The Western diet, rich in fats and sugars such as fructose, contributes significantly to the global rise in obesity and type 2 diabetes mellitus. Although both high-fat diets (HFD) and high-fructose diets (HFrD) are known to impair hepatic insulin signaling, the specific mechanisms and potential sex-specific differences remain underexplored. Moreover, the role of hepatic androgen receptor (AR) in modulating these effects, particularly in females, has not been fully elucidated. Here, we investigated the contribution of hepatic AR to HFrD-induced metabolic dysfunction using liver-specific AR knockout (LivARKO) mice of both sexes. Male and female LivARKO and wild-type (WT) littermates were subjected to either a HFrD or calorie-matched control diet from 4 to 12 wk of age and underwent several metabolic tests during months 1 and 2. Glucose tolerance tests (GTT) conducted during month 1 revealed that WT-HFrD females developed significant glucose intolerance, whereas LivARKO-HFrD females exhibited partial protection, demonstrating improved glucose clearance relative to their WT counterparts.
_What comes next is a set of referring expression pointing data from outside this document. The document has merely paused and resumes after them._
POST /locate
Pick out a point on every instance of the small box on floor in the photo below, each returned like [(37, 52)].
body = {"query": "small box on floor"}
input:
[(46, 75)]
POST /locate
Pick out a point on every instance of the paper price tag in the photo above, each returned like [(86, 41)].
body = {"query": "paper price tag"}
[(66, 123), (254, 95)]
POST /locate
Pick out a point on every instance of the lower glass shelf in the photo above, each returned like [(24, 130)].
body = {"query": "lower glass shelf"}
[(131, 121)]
These effects appeared sex-specific, as male LivARKO mice did not exhibit similar protective effects under HFrD conditions. Our findings suggest that hepatic AR plays a sex-specific role in mediating fructose-induced insulin resistance, and its deletion in females confers partial protection against diet-induced metabolic impairments by improving hepatic insulin signaling and regulating gluconeogenic genes. This highlights the importance of considering sex and hepatic androgen signaling in the development of targeted therapies for diet-induced metabolic disorders.NEW & NOTEWORTHY To our knowledge, this study is the first to demonstrate that liver-specific androgen receptor (AR) deletion in female mice provides selective protection against fructose-induced insulin resistance. Although hepatic AR loss improves insulin sensitivity, it does not fully preserve insulin secretion or gluconeogenic control, revealing a sex-specific, dichotomous role of hepatic AR in metabolic regulation. These findings highlight hepatic AR as a potential therapeutic target for diet- and androgen-related metabolic dysfunction in females.